B. ASAL- USUL TASAWUF

Bermacam- macam pendapat atau teori tentang asal kata tasawuf. Ada yang mengatakan bahwa tasawuf berasal dari kata “skata” yang berarti bersih : karena tujuan sufi adalah memberishkan jiwanya.

Ada pula ynag mengambil istilah tasawuf dari perkataan “shuffah” atau “Shuffah masjid” yang artinya serambi masjid. Istilah ini dihubungkan dengan suatu tempat di Masjid Nabi yang didiami orang seklompok para sahabat Nabi yang sangat fawir dan tidak mempunyai tempat tinggal. Mereka dikenal sebagai :” Akhlus shuffah”. Meraka adalah orang yang menyediakan seluruh waktunya untuk berjihad dan berda’wah serta meninggalkan usaha- usaha yang bersifat duniawi.

Mengenai teori yang ke- 2 tersebut diatas, Suhrawardi mengatakan bahwa mereka yang tergolong ahlus suffah itu biasa berkumpul di Masjid Madinah, seperti halnya seorang sufi berkumpul di Zawiyah atau Ribath. Mereka tidak tergerak untuk berusaha mencari nafuah dan keputuhan hidup . mereka sering ditolong orang Rasulullah.

Tirji zaidan berkeyakinan bahwa ada hubungan antara kata Arab “Atta Shopu” yang kata yunani “Shofia” yang berarti kebijaksanaan. Dengan demikian “Asshopiyahtu” diartikan kebijaksanaan. Alas an yang dikemukakan olehnya ialah bahwa ilmu tashawuf secara tersendiri (sebagai ilmu) baru dikenal setelah masa peterjemahan kitab- kitab yunani ke dalam bahasa Arab. Hal ini sama dengan masukannya kata filsafah ke dalam bahasa Arab.
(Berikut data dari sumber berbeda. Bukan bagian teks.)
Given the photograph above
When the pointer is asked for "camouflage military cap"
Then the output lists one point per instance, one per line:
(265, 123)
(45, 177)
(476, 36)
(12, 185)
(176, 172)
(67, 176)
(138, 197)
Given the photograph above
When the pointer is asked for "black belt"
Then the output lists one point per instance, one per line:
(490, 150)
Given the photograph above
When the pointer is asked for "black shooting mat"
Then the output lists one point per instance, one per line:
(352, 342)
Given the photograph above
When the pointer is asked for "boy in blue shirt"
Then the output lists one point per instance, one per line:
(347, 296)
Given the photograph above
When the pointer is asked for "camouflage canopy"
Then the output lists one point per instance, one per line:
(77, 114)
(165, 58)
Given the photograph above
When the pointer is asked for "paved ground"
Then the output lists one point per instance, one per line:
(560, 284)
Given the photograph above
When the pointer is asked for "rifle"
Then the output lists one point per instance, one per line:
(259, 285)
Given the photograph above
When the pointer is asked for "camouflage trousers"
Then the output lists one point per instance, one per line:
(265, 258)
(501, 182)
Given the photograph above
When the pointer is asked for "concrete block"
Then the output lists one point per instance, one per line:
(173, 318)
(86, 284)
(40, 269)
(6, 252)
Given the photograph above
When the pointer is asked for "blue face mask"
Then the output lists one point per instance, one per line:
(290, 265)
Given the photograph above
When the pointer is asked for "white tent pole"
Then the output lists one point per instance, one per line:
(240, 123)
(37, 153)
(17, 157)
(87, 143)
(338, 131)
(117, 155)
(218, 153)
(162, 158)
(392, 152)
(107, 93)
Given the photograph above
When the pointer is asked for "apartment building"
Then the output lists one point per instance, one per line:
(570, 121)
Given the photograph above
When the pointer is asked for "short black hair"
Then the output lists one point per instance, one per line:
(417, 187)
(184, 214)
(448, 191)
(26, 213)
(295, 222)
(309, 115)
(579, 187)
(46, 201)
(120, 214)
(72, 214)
Dr. Ibrahim Basyuni memberikan komentar terhadap teori diatas, bahwa transliterasi yunani ke Arab tidak tepat, karena hurf signa yunani disamakan dengan huruf Sin, bukan dengan huruf Shad. Jadi kata “Shifi” asalnya diambil dari kata yunani, maka mencatumkan huruf awal. Pada kalimat atau kata “Assupu” tidak sesuai dengan ketentuan.

C. ISTILAH- ISTILAH DALAM TASAWUF

1. Shafa (sua) disebut shafa (suci) karena kesucian batin sufi dan kebersihan tindakannya.

2. Shaff ( barisan) karena para sufi mempunyai iman kuat, jiwa bersih dan senantiasa memilih barisan terdepan dalam shalat berjamaah.

3. Saufanah yakni sejenis buah- buahan kecil berbulu, yang banyak tumbuh dipadang pasir jazirah Arabiah. Nama ini digunakan karena banyak sufi memakai pakaian berbulu yang terbuat dari domba kasar.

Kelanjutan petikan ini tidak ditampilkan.